Before heading out with your kids for a night of trick-or-treating, put a chilling spin on some classic comfort foods. Serve our Mummy Meatloaf, and your little tricksters won't be able to stop ogling their food! (Or will it be ogling them?)

  • Meatloaf from your favorite recipe (ours used about 2 pounds of meat)
  • American cheese
  • Olive slices
  1. Make your favorite meatloaf recipe and shape the loaf to resemble a mummy's body with crossed arms. Bake the loaf until it's cooked through.

  2. Let it rest about 3 minutes, then lay 1-inch-wide strips of American cheese across the body as shown, leaving a narrow space on the head for the olive slice eyes.
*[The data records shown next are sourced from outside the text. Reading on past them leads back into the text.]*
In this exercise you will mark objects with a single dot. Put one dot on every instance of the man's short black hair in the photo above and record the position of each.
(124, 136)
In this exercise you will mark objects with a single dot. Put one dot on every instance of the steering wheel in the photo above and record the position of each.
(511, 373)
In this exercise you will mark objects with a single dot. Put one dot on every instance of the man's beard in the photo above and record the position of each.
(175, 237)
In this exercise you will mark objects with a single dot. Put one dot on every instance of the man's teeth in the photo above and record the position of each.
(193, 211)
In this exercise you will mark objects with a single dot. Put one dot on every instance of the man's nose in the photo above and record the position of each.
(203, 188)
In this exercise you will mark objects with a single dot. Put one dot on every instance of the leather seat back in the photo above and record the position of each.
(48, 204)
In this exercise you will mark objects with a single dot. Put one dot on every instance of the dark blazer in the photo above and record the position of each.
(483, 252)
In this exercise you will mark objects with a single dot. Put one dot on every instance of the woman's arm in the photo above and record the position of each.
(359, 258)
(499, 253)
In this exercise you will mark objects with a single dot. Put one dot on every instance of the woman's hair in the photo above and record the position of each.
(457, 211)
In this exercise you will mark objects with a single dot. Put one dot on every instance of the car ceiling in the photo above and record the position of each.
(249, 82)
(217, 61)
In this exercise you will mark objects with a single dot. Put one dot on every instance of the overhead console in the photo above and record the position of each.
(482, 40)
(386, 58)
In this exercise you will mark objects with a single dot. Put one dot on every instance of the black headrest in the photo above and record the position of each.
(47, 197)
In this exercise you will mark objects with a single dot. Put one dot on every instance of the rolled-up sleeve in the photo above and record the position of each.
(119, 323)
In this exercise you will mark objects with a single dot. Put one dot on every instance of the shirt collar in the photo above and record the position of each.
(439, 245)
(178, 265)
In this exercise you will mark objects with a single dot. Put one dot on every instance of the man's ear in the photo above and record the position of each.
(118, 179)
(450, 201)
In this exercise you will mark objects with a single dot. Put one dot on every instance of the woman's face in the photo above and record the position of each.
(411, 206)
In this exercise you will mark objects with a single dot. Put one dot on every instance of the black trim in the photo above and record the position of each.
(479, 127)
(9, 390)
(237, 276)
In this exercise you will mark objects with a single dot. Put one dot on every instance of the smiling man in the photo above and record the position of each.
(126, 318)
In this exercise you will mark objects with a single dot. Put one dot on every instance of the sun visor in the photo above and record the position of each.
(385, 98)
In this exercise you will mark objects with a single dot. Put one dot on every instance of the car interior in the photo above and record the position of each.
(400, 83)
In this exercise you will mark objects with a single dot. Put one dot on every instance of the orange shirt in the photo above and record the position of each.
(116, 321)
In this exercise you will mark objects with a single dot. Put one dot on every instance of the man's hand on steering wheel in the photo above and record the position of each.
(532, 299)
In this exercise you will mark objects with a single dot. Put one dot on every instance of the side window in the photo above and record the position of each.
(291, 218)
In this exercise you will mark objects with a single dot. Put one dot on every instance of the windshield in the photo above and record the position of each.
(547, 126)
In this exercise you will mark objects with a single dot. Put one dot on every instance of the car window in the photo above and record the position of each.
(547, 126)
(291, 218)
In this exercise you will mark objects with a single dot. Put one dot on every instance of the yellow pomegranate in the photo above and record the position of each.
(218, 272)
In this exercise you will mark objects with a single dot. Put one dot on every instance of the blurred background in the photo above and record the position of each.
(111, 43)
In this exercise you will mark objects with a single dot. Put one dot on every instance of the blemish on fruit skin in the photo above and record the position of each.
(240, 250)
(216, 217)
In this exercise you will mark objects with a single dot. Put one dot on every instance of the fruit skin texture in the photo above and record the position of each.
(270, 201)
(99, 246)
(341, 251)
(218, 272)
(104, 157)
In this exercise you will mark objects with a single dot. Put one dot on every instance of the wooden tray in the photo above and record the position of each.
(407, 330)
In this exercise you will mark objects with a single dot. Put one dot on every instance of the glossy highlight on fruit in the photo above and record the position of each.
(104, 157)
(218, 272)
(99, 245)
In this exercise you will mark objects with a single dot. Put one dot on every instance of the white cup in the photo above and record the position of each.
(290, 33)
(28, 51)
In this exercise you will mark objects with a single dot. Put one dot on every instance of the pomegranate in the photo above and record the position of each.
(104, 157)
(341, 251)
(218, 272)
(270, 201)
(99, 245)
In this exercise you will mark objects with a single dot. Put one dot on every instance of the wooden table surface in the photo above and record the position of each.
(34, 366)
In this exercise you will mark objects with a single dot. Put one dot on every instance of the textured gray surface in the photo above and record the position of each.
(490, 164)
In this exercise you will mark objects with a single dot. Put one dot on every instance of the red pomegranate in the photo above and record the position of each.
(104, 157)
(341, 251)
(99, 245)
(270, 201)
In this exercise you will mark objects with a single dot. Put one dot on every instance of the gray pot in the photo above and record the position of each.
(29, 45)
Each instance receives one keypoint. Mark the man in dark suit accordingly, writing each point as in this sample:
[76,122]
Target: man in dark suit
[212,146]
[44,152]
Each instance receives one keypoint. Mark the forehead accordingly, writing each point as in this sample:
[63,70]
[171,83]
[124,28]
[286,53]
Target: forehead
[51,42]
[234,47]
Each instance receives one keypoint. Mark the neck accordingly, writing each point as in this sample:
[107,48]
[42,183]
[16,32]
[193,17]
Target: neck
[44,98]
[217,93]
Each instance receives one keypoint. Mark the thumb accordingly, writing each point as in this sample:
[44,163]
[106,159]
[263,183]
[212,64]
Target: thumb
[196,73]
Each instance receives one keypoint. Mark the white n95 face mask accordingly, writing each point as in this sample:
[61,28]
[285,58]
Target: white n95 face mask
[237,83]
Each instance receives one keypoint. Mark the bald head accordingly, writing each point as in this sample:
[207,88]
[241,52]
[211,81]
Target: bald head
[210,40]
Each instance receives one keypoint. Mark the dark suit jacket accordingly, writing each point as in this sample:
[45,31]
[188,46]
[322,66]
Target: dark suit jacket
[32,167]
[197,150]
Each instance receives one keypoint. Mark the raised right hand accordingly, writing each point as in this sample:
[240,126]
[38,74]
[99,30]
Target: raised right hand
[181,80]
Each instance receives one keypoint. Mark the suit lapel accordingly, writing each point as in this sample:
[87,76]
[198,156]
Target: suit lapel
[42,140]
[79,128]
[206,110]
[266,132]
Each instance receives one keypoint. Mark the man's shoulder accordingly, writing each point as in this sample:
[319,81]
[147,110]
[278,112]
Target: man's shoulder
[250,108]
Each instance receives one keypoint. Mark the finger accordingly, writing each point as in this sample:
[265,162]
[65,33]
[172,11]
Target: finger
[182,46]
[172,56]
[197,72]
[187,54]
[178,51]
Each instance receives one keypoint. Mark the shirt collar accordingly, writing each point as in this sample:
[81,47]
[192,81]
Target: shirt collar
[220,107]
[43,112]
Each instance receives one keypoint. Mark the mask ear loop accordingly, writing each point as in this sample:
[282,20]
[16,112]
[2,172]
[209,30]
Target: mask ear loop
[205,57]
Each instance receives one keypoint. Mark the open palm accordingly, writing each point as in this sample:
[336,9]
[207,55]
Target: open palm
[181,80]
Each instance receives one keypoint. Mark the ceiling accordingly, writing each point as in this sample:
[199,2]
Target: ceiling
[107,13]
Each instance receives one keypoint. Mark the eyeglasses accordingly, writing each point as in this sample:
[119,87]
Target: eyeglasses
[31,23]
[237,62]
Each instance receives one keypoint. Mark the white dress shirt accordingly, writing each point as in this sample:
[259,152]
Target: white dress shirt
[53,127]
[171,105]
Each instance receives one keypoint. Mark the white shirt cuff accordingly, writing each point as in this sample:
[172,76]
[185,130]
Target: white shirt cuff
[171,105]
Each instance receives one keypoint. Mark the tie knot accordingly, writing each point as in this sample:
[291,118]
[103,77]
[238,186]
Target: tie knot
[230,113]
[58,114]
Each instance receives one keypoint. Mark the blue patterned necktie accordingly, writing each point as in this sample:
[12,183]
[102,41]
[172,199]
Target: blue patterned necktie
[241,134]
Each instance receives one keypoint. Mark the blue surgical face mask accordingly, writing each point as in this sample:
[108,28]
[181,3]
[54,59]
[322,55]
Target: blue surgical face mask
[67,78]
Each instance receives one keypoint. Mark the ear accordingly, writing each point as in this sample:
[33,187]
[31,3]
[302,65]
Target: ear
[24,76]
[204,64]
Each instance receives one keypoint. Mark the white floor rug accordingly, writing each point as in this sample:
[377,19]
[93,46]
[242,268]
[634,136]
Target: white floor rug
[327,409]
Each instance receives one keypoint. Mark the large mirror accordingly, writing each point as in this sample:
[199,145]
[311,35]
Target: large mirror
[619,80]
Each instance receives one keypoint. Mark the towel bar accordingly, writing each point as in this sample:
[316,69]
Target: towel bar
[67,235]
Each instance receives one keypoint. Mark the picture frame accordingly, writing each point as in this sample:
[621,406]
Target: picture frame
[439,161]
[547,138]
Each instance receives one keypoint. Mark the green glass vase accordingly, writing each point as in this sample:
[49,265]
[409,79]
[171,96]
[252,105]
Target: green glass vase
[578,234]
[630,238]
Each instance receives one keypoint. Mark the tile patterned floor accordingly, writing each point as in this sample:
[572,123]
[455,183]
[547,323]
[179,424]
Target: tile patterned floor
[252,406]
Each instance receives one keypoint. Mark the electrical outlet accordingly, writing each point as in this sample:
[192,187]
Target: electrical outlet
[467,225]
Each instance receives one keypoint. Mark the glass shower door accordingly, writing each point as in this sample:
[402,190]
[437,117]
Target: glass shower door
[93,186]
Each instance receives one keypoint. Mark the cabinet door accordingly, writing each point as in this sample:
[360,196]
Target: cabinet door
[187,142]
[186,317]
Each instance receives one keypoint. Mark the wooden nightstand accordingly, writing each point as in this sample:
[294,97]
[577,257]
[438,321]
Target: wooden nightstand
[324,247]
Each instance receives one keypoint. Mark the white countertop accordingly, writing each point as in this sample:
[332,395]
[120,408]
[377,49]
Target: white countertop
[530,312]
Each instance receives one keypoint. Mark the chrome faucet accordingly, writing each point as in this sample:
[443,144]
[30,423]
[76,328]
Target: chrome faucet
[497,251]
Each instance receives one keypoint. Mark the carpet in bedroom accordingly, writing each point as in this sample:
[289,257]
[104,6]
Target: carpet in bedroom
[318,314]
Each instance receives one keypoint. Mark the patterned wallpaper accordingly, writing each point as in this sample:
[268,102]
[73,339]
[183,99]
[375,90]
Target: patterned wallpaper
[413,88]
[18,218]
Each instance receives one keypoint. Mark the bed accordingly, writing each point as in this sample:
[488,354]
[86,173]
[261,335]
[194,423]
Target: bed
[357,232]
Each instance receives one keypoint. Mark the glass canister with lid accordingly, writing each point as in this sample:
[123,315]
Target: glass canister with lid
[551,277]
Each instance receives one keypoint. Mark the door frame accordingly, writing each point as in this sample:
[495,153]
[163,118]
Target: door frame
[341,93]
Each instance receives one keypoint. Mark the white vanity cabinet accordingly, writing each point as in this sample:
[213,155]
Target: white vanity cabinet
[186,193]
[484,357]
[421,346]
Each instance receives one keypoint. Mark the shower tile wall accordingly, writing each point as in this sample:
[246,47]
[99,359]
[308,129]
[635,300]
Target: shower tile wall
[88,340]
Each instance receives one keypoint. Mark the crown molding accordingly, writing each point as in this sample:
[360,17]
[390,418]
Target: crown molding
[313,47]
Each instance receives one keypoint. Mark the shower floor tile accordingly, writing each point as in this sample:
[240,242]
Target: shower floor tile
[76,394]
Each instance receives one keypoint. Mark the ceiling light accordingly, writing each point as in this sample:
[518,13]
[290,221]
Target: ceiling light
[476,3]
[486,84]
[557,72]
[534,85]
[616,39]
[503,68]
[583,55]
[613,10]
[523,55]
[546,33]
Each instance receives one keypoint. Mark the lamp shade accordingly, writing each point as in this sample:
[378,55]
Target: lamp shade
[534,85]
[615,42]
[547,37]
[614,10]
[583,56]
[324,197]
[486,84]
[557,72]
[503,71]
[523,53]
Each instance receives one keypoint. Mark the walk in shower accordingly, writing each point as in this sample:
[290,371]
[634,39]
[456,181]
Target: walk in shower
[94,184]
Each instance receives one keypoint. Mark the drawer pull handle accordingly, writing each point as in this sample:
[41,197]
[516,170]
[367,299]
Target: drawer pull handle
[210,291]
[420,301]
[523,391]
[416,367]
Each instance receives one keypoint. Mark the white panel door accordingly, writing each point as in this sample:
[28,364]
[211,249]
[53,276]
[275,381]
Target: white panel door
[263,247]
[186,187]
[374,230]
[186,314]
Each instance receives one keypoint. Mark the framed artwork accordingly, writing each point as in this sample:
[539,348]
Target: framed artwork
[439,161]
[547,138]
Trim any overhanging cheese with scissors and return the mummy to the still-warm oven to slightly melt the cheese, about 1 minute


Things You'll Need:

  • 6 medium potatoes (about 2 pounds)
  • 1 tsp. salt, plus more to taste
  • 1/2 cup milk or cream
  • 4 tbsp. butter
  • 1 cup Cheddar Cheese (optional)
  • Black sesame seeds
  • Large saucepan
  • Pastry bag or 1-gallon zipper storage bag
  • Cookie sheet
  • Food processor, blender or mixer

    Make the Mashed Potatoes

  1. Peel and quarter the potatoes, then add them to a large saucepan. Cover with water and add 1 tsp. salt.
  2. Bring the water to a boil and simmer, covered, for about 30 minutes. Preheat the oven to 400 degrees Fahrenheit.

  3. When the potatoes are tender, drain and return them to the pan. Allow them to dry while you heat the milk and butter in a small saucepan.

  4. If you have a ricer or food mill, pass the potatoes through it, then stir in the warm milk and butter. Fold in cheddar cheese.

  5. If you have a food processor, add the potatoes to the work bowl with the milk and butter. Pulse just until the potatoes are smooth. Fold in cheddar cheese.

  6. If you have a standing mixer or electric mixer, put the potatoes in a work bowl or mixing bowl and beat with the milk and cream until smooth. Fold in cheddar cheese.

  7. Season the mashed potatoes to taste with salt and pepper.

  8. Make the Ghosts

    1. Spoon the mashed potatoes into a pastry bag fitted with a large, open tip. If you don't have a pastry bag, use a 1-gallon zippered storage bag and cut 1/2 inch from the bottom corner of the bag.
    2. Squeeze the mashed potatoes out of the pastry bag or plastic bag onto a greased cookie sheet, making wide-bottomed ghosts that taper at the top.
    3. Add 2 black sesame seeds to each mashed potato ghost for eyes. Spread the seeds out on a plate and use a slightly moist finger to pick up only two at a time.
    4. Bake the ghosts for 12 to 15 minutes, until they are slightly golden. Serve immediately.
Tips: Black sesame seeds have the mildest flavor, but you can also use black peppercorns, coriander seeds or any other small edible seeds.